Midden, Bartragh Island, Co. Mayo
Co. Mayo |
Settlement Sites
At the south-eastern tip of Bartragh Island, in the estuary of the River Moy in County Mayo, an eroding bank of earth is slowly giving up something old.
Exposed in the crumbling land face, roughly two metres above the shoreline and just below the modern sod line, lies a thin but distinct layer of cockle shells, the remnant of a midden. A midden is essentially a refuse deposit, the accumulated kitchen waste of people who lived, fished, and ate at a particular spot over time. This one stretches approximately four to five metres east to west and sits only ten to twenty centimetres thick, a compressed record of repeated meals that has waited, sealed in the ground, until the slow work of coastal erosion began to peel back its cover.

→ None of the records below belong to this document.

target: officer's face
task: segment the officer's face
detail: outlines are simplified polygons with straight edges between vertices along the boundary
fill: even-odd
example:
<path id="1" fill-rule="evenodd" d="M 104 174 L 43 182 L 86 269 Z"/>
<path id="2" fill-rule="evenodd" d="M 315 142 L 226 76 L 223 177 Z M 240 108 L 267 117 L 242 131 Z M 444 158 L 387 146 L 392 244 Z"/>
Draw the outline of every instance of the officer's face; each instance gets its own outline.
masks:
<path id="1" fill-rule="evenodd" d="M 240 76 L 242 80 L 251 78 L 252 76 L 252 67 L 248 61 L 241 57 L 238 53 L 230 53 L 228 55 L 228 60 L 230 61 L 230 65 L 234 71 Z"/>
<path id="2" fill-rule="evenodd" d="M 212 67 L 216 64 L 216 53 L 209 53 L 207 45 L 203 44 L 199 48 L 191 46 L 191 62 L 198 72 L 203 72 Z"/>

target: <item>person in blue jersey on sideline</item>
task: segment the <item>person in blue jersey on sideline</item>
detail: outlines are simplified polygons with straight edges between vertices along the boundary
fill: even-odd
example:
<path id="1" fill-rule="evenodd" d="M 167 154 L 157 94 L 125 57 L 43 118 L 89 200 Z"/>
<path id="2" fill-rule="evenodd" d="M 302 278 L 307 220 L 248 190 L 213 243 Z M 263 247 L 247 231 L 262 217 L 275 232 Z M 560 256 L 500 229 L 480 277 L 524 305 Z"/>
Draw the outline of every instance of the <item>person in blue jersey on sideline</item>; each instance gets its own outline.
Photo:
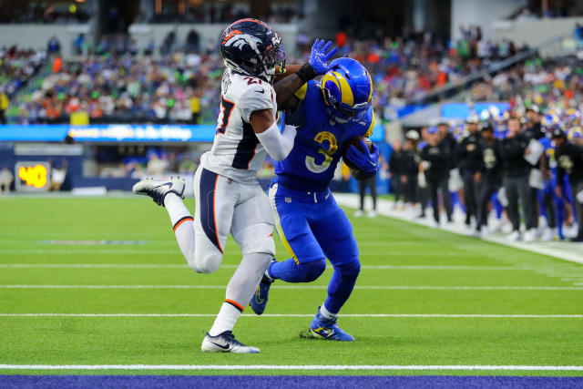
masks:
<path id="1" fill-rule="evenodd" d="M 336 322 L 360 272 L 359 251 L 353 227 L 329 185 L 343 154 L 363 177 L 377 173 L 379 149 L 374 144 L 372 152 L 363 141 L 362 150 L 350 145 L 343 152 L 353 137 L 371 136 L 372 100 L 373 83 L 364 67 L 354 59 L 338 58 L 320 82 L 304 83 L 292 101 L 286 102 L 286 125 L 297 126 L 298 135 L 289 156 L 275 164 L 277 176 L 269 197 L 277 231 L 292 258 L 271 263 L 251 305 L 261 314 L 275 280 L 311 282 L 324 271 L 328 258 L 333 275 L 328 296 L 310 324 L 310 337 L 354 340 Z"/>

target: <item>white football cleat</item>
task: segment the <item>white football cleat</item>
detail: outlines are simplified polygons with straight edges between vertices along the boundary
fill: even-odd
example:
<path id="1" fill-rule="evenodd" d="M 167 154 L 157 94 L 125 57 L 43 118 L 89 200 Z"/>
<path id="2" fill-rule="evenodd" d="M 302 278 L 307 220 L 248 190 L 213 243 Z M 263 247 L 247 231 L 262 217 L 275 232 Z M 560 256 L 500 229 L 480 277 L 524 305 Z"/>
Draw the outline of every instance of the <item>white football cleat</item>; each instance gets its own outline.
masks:
<path id="1" fill-rule="evenodd" d="M 230 331 L 225 331 L 217 336 L 210 336 L 207 333 L 202 340 L 200 350 L 204 353 L 259 353 L 257 347 L 246 346 L 235 339 L 235 335 Z"/>
<path id="2" fill-rule="evenodd" d="M 537 229 L 530 229 L 525 232 L 525 241 L 537 241 Z"/>
<path id="3" fill-rule="evenodd" d="M 507 240 L 508 241 L 520 241 L 520 232 L 518 232 L 518 231 L 512 231 L 512 232 L 510 233 L 510 235 L 508 235 L 508 236 L 506 237 L 506 240 Z"/>
<path id="4" fill-rule="evenodd" d="M 164 207 L 164 198 L 169 193 L 174 193 L 178 197 L 184 199 L 184 179 L 177 177 L 170 177 L 166 181 L 144 179 L 134 185 L 132 191 L 138 195 L 149 196 L 158 205 Z"/>
<path id="5" fill-rule="evenodd" d="M 543 241 L 551 241 L 555 239 L 555 236 L 557 234 L 557 229 L 551 229 L 550 227 L 547 227 L 543 230 L 543 234 L 540 237 L 540 240 Z"/>

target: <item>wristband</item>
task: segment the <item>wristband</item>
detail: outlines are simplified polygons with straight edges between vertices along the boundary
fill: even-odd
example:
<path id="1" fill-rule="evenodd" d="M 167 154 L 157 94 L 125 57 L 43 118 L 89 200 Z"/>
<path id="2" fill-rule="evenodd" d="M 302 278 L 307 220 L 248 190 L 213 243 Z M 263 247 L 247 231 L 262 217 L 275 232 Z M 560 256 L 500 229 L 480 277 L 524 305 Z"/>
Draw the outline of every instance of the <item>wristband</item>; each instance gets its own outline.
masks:
<path id="1" fill-rule="evenodd" d="M 310 81 L 312 78 L 316 77 L 316 71 L 312 67 L 309 62 L 306 62 L 300 67 L 300 70 L 295 72 L 296 75 L 300 77 L 302 83 L 306 83 Z"/>

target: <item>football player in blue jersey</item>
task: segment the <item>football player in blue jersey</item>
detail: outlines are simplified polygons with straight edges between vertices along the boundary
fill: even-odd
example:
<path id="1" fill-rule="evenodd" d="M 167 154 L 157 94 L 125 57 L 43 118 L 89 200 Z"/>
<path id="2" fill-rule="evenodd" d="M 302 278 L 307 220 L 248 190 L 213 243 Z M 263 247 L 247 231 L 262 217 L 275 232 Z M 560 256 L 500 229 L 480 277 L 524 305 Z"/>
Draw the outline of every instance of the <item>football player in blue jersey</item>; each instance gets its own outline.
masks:
<path id="1" fill-rule="evenodd" d="M 292 258 L 271 263 L 251 305 L 261 314 L 273 281 L 311 282 L 324 271 L 328 258 L 334 270 L 328 296 L 308 333 L 353 341 L 336 321 L 360 272 L 359 251 L 353 227 L 329 185 L 343 154 L 362 177 L 373 177 L 379 149 L 372 144 L 369 150 L 363 141 L 359 149 L 348 142 L 354 137 L 370 137 L 374 127 L 368 71 L 351 58 L 335 59 L 328 67 L 321 81 L 287 78 L 290 84 L 301 86 L 284 105 L 289 108 L 286 125 L 297 126 L 298 135 L 292 152 L 275 164 L 277 177 L 271 181 L 269 197 L 277 231 Z"/>

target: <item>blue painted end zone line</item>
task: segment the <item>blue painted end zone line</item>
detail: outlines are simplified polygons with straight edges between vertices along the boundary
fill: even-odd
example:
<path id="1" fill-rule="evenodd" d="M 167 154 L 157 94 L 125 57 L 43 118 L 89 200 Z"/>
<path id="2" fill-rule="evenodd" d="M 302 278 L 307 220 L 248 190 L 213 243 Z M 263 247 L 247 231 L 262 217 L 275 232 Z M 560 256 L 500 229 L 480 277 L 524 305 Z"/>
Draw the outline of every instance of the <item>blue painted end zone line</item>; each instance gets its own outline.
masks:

The shells are predominantly cockle, which suggests a community making regular use of the estuary's shellfish, a pattern well documented along the Irish coastline from prehistoric times through to the early modern period. Without excavation it is impossible to say precisely when this deposit formed, and the site's position makes close examination difficult. What can be said is that it does not stand alone: a second midden lies roughly forty metres to the west, raising the possibility that this part of Bartragh Island was a place of sustained, repeated human activity rather than a single episode of occupation. The River Moy estuary, which empties into Killala Bay, has long been one of the more productive stretches of water in the west of Ireland, and the presence of two shell middens within metres of each other on a low island in its mouth fits neatly into that longer story of people and shellfish and tidal margins.